Gregoris entered the suite quietly, careful not to make a sound, even though he knew Rafael could sleep through storms if needed.

The corridor lamps were turned low, obedient to the hour. Staff were gone from sight, trained well enough to understand that a duke who came home at night did not want questions, greetings, or the sound of someone breathing too loudly in the wrong place.

He slipped through the sitting room, through the short passage, and paused at the wardrobe door long enough to remove his shoes.

Not because he needed to.

Gregoris could move in boots across marble without a sound if he wanted. He’d done it for years. He could cross a battlefield of glass and leave it intact.

But tonight was for Rafael.

So he held the dress shoes in his hand and stepped into their bedroom barefoot, silent as a thought.

The room smelled like sleep that had been attempted and refused.

Rafael was sitting up in bed, pajama loose around his shoulders, hair undone and falling in dark, soft strands that made him look younger than he had any right to. The lamps on the bedside table were dimmed to a warm glow.

He wasn’t reading or working but waiting for his mate to return.

His eyes lifted the moment Gregoris crossed the threshold, and something in Rafael’s posture eased, like his body had been holding a breath and finally decided it was safe to release it.

Gregoris stopped in the doorway, shoes still in hand.

For a beat he only looked at him.

Then his mouth curved into a warm smile that didn’t know how a gala looked.

"Of course," Gregoris murmured, voice low. "You’re awake."

Rafael’s chin lifted a fraction, stubbornness wearing silk like it was armor. "I was sleeping."

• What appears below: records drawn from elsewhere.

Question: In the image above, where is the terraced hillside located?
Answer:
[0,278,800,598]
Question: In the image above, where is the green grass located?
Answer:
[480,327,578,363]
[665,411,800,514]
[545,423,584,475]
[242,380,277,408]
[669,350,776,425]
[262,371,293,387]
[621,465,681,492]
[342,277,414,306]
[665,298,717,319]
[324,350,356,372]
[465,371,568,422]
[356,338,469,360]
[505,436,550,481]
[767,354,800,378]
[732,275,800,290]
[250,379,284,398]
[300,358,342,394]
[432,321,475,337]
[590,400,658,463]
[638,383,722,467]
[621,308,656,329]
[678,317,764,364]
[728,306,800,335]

Gregoris’s gaze flicked to the unrumpled edge of the pillow beside Rafael and the way the sheets were twisted like they’d been fought with. He hummed, unimpressed.

"Mm."

Rafael’s eyes narrowed. "Don’t do that."

"Do what?"

"That," Rafael said, pointing vaguely at Gregoris’s face, like the existence of amusement was an insult. "You look pleased."

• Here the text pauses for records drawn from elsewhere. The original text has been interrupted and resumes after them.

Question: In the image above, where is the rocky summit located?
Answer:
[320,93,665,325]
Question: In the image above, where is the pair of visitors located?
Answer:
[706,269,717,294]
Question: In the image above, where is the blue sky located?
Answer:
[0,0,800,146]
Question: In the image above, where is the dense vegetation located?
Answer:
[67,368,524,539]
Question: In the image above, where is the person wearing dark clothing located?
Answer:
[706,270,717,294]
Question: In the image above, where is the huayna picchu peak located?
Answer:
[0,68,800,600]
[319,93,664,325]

Gregoris stepped inside, closing the door behind him without a sound. He carried his shoes across the room and set them neatly aside, like he had all the time in the world. Then he walked to the bed.

Up close, Rafael looked even more awake than he wanted to admit. His eyes were too sharp. His hands clasped loosely in his lap, like he’d tried to keep them from reaching out and failed the moment Gregoris arrived.

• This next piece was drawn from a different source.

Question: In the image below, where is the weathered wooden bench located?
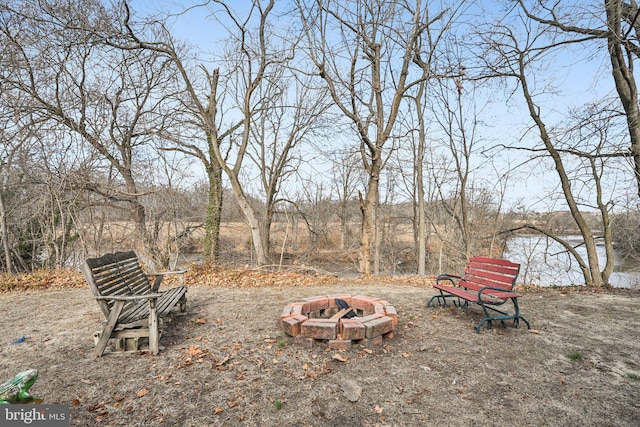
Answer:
[427,257,531,333]
[80,251,187,357]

Gregoris’s gaze softened at that.

"You fought with sleep," he said.

Rafael’s lips pressed together. "Sleep is overrated."

Gregoris leaned down and kissed him.

Rafael melted into it, because he always did, because he liked it too much to pretend otherwise. His hands slid up Gregoris’s arms, fingers gripping the fabric of his shirt as if Gregoris might disappear again if Rafael didn’t anchor him to the moment.

When Gregoris pulled back, Rafael followed, chasing the warmth like a stubborn child chasing a closing door.

Gregoris let him.

Then Gregoris exhaled, amused in a way that warmed the room.

"You are incredible," he murmured.

"And you sneaked out to dispose of Mother, didn’t you?" Rafael asked bluntly.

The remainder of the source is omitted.